After we ended the call I got out the Agency laptop again and tried to do some more research on the Web. I found nothing new and finally gave up in disgust. As usual Ari was watching soccer on TV with the sound off. I was about to suggest a better way to spend the evening when his phone rang: Lieutenant Sanchez.
For some minutes Ari paced around, listening more than talking, then signed off. He sat down on the edge of the bed and smiled his tiger’s smile.
“They found the car, the blue Toyota,” he said. “Parked on Geary Boulevard. Someone’s been living in it, Sanchez told me. Dirty clothes, blankets, food scraps, the usual.”
“Yeah, that was Johnson. Was it listed as stolen?”
“Yes. The officers who found it were looking it over when they saw a man who more or less answered Doyle’s description come out of a shop. He took one look at them and went back in. The shop owner told them he’d run out the rear door.”
“So he knows the cops have it.”
“Yes, unfortunately. He won’t be going back to it. They’ve towed it.”
“He’s going to be real desperate now. Did they find any weapons?”
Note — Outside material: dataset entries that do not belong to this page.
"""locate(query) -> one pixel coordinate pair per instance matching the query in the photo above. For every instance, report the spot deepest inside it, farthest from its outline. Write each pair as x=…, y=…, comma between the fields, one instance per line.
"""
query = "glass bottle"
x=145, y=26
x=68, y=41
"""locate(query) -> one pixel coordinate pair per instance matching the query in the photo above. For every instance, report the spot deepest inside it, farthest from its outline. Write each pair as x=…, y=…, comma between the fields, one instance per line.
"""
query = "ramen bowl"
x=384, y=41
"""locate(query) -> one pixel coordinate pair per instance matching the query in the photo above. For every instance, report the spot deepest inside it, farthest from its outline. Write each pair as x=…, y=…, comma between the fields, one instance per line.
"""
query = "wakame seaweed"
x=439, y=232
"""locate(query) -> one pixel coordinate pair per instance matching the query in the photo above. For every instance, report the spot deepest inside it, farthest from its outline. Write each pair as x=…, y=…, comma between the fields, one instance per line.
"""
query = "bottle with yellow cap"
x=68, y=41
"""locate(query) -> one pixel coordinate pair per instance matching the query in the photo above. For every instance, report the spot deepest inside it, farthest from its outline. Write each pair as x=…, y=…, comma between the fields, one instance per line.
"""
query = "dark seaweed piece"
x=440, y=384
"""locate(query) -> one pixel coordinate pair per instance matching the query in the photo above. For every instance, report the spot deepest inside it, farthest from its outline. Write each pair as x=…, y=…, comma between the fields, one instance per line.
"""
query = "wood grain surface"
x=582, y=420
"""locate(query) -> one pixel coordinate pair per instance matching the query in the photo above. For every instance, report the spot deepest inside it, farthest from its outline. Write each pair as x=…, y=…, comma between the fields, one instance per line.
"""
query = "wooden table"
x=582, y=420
“No, which worries me. It’s possible our pair found a place to hide at least the long guns.”
“To say nothing of a place to make silver bullets, unless they cast them back home in the deviant level.”
“True. I was hoping it would be the windmill, but obviously not.” Ari paused, thinking. “So, what now? I can’t do much more on my own without stepping on Sanchez’s toes. I hate waiting around doing nothing, but he’s mobilized his resources well. They should pay off eventually.”
“Eventually could be too late for the rest of the Hounds. Don’t forget, Doyle knows who they are. I’ll bet he even knows where Grampian lives. As long as those two are on the loose, Grampian’s in danger, to say nothing of the occasional innocent bystander.”